がん患者医療用補正具購入費助成事業の導入

ページ番号1007861  更新日 令和8年2月10日

この案件の意見募集は終了しました。

パブリックコメント結果公表案件

案件名
がん患者医療用補正具購入費助成事業の導入
募集期間
令和4年11月9日(水曜日) から 12月9日(金曜日)まで
問い合わせ先
多治見市役所市民健康部保健センター地域医療グループ
〒507-8787 多治見市音羽町1丁目233番地
  • 電話番号:0572-23-5025(直通)、0572-22-1111(代表)
  • ファクス:0572-22-8866
  • メール:hosen@city.tajimi.lg.jp

パブリックコメントの結果について

令和4年11月9日から12月9日までご意見を募集し、1件のご意見をいただきました。ありがとうございました。いただいた意見の要旨と市の考え方は次のとおりです。

概要

趣旨

がん患者の治療と就労、社会参加等の両立を支援し、療養生活の質の向上を図るため、医療用補正具の購入に要する費用の一部を助成するものです。(令和5年4月からの実施予定)
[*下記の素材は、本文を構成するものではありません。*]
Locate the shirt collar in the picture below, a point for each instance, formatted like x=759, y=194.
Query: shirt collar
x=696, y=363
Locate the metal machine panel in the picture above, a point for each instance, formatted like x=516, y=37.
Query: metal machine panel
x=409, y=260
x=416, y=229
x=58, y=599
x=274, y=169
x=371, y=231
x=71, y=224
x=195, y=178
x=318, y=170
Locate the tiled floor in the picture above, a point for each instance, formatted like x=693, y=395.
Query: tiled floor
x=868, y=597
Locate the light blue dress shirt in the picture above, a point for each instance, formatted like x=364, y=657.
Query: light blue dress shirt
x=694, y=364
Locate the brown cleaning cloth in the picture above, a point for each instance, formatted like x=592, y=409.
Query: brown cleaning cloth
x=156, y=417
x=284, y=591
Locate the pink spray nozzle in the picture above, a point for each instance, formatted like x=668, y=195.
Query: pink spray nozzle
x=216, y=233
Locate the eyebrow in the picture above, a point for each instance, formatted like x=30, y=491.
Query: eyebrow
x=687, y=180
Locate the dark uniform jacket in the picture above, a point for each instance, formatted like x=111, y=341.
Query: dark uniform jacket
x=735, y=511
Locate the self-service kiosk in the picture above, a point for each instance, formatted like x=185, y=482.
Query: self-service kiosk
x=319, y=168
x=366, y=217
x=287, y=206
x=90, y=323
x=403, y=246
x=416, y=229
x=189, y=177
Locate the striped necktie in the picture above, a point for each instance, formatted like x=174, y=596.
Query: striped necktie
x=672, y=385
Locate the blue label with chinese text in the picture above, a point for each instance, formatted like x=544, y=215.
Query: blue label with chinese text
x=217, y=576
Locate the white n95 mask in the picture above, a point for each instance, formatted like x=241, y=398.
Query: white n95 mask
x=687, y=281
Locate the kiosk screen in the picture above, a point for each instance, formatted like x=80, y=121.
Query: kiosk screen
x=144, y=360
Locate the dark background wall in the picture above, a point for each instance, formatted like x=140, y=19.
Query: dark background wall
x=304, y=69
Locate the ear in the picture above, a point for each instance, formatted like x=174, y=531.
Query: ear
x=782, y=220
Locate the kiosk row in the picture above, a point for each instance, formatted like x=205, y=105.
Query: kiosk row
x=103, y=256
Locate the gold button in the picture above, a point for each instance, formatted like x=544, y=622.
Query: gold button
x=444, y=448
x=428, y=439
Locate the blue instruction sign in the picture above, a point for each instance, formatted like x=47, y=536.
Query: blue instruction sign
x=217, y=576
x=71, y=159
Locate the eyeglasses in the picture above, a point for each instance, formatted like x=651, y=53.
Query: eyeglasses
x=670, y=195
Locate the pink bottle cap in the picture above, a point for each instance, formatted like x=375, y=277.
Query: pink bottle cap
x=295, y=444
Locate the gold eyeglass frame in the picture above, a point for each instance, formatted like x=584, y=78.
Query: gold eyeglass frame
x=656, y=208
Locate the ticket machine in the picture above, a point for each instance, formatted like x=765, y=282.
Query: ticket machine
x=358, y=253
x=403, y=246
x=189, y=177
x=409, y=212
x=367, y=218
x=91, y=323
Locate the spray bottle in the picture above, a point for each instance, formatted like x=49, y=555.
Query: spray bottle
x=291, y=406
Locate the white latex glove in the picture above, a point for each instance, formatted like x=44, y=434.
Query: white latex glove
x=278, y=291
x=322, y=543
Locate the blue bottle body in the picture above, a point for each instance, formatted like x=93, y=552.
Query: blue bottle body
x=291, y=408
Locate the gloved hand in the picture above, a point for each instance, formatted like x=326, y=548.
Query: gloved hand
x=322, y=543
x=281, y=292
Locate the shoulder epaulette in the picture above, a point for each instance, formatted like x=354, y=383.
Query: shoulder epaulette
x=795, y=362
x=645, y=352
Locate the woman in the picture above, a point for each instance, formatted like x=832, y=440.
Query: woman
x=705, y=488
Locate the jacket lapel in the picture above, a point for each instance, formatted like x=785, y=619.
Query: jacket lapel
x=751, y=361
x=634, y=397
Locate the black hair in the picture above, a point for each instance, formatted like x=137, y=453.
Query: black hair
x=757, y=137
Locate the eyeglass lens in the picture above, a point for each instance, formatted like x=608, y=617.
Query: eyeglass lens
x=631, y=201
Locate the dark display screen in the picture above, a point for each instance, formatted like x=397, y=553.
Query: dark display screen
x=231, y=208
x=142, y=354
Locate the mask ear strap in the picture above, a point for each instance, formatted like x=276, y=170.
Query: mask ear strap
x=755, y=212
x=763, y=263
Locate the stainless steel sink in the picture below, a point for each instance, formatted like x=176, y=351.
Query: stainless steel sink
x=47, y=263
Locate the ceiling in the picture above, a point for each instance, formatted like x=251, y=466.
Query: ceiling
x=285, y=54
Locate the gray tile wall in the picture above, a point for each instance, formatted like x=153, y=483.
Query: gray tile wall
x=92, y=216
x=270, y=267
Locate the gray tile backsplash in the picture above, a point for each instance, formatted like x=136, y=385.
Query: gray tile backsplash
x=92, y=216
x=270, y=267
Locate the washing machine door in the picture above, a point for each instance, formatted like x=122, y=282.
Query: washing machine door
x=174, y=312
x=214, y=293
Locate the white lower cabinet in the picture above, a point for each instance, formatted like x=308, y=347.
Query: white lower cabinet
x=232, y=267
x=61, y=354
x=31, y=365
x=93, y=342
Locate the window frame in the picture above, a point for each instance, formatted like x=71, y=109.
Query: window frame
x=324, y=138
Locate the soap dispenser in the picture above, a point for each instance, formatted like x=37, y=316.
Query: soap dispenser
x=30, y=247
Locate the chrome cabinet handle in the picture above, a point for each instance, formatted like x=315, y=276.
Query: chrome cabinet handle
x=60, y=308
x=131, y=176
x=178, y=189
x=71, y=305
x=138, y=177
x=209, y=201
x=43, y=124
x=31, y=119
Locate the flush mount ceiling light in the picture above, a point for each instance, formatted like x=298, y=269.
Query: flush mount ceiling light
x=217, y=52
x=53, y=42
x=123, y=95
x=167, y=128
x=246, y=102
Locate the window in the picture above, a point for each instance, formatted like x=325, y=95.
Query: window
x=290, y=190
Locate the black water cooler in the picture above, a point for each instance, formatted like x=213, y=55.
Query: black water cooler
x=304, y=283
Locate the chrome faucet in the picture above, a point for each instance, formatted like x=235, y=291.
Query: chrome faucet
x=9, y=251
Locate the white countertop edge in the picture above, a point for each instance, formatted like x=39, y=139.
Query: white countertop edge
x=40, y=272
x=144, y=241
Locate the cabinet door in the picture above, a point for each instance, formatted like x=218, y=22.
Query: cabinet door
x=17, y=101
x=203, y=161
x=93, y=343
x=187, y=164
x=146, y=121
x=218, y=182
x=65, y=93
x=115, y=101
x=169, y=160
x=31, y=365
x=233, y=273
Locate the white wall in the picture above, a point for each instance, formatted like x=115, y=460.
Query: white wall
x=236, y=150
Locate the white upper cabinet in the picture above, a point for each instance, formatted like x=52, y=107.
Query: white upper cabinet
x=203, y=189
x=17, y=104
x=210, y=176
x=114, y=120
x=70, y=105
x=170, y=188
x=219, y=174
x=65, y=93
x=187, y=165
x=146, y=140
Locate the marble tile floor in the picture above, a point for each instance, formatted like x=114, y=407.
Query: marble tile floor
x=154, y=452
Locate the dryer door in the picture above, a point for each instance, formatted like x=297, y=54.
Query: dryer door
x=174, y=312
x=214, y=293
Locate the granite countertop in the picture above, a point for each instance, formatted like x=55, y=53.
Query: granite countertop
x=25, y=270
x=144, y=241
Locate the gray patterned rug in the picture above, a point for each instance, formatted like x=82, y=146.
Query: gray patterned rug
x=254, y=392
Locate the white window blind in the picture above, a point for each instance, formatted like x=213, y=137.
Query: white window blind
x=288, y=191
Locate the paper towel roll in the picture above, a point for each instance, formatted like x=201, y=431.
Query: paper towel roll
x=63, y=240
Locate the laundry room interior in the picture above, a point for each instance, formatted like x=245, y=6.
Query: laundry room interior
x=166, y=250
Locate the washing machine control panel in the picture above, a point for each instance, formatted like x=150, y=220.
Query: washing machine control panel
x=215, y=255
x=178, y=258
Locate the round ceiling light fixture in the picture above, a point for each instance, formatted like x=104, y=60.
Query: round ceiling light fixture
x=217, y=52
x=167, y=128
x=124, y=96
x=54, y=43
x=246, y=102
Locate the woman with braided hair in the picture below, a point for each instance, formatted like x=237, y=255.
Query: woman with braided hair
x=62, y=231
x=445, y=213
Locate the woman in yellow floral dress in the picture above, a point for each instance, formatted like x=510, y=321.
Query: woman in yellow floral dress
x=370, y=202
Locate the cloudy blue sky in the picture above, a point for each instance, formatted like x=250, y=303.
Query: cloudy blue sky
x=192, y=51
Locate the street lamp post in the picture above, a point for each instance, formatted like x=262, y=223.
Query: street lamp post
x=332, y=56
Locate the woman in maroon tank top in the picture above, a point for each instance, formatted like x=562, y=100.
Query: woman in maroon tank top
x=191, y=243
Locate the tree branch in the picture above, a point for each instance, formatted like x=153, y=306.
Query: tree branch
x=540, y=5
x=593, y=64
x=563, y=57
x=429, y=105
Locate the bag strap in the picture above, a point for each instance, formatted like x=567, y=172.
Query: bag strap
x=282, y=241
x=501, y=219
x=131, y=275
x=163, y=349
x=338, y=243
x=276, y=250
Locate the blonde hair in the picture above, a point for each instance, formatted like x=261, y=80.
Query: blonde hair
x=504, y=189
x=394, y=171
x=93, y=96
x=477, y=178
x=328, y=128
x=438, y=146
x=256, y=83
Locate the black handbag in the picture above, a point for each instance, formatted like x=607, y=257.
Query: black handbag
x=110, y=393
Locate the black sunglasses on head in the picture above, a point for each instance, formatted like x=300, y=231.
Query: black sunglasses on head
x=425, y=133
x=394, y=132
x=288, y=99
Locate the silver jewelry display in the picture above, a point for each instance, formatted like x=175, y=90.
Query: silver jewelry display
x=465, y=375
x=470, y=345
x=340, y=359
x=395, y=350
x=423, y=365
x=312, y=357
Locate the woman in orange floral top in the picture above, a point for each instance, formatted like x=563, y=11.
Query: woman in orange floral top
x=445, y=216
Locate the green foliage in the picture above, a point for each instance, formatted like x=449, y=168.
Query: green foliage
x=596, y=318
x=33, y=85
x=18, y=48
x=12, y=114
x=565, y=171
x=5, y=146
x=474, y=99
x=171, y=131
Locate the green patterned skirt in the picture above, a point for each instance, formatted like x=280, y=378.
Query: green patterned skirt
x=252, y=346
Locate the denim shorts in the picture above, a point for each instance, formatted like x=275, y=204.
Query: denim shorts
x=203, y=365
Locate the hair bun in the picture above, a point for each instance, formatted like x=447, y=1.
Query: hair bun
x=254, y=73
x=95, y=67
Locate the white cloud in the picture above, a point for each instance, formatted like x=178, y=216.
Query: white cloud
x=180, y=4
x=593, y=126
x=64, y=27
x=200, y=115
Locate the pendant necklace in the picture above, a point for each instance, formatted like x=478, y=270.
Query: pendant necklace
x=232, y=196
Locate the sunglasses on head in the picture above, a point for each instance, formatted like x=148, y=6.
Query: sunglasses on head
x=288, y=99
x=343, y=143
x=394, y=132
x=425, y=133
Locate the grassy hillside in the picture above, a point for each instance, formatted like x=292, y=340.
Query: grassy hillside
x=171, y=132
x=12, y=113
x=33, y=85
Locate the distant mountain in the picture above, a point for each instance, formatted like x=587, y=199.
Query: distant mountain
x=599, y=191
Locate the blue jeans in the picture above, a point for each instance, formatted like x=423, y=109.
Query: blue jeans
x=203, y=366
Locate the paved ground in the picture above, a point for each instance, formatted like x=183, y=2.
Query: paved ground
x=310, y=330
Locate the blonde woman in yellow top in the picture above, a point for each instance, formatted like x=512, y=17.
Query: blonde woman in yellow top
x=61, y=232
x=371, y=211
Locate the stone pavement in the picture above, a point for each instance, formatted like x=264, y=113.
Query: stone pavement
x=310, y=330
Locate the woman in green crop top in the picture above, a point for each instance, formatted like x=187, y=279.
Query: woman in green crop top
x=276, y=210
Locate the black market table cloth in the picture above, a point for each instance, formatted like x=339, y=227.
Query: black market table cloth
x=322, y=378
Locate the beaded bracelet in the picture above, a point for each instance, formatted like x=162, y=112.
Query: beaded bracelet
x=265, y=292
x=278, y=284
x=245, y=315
助成は、対象となる医療用補正具の購入費の1/2とし、千円未満を切り捨てた額で、2万円を上限とする。

意見の提出方法

  • 窓口への書面の提出
  • 郵便
  • ファクシミリ
  • 電子メール

参考様式

意見の取り扱い

お寄せいただいたご意見は、整理したうえで公表いたします。
ただし、個々のご意見には直接回答はいたしませんので、あらかじめご了承ください。また、情報公開請求があった際、個人が特定できる部分を除き、公開の対象となります。

助成内容

助成対象者

  1. 補正具を購入した日及び申請時に、多治見市に住所がある方
  2. がん治療(手術・薬物療法・放射線治療等)を受けた方、又は現在受けている方
  3. がん治療に伴う脱毛又は乳房切除により、治療と就労、社会参加等の両立に支障が出る、又は出る恐れがある方
  4. 申請をする補正具について、都道府県・他市町村の助成を受けていない方
  5. 本市における市税等を滞納していない方

対象となる補正具

  1. がん患者の医療補正ウィッグ(全頭用)及び装着に必要な頭皮保護用ネット
  2. がん患者の乳房補正パッド又は人工乳房及びこれらを固定する下着
  • ※助成は、1人につき補正具の種類ごとに1回とする。
  • ※申請期限は補正具を購入した日の属する年度の末日とする。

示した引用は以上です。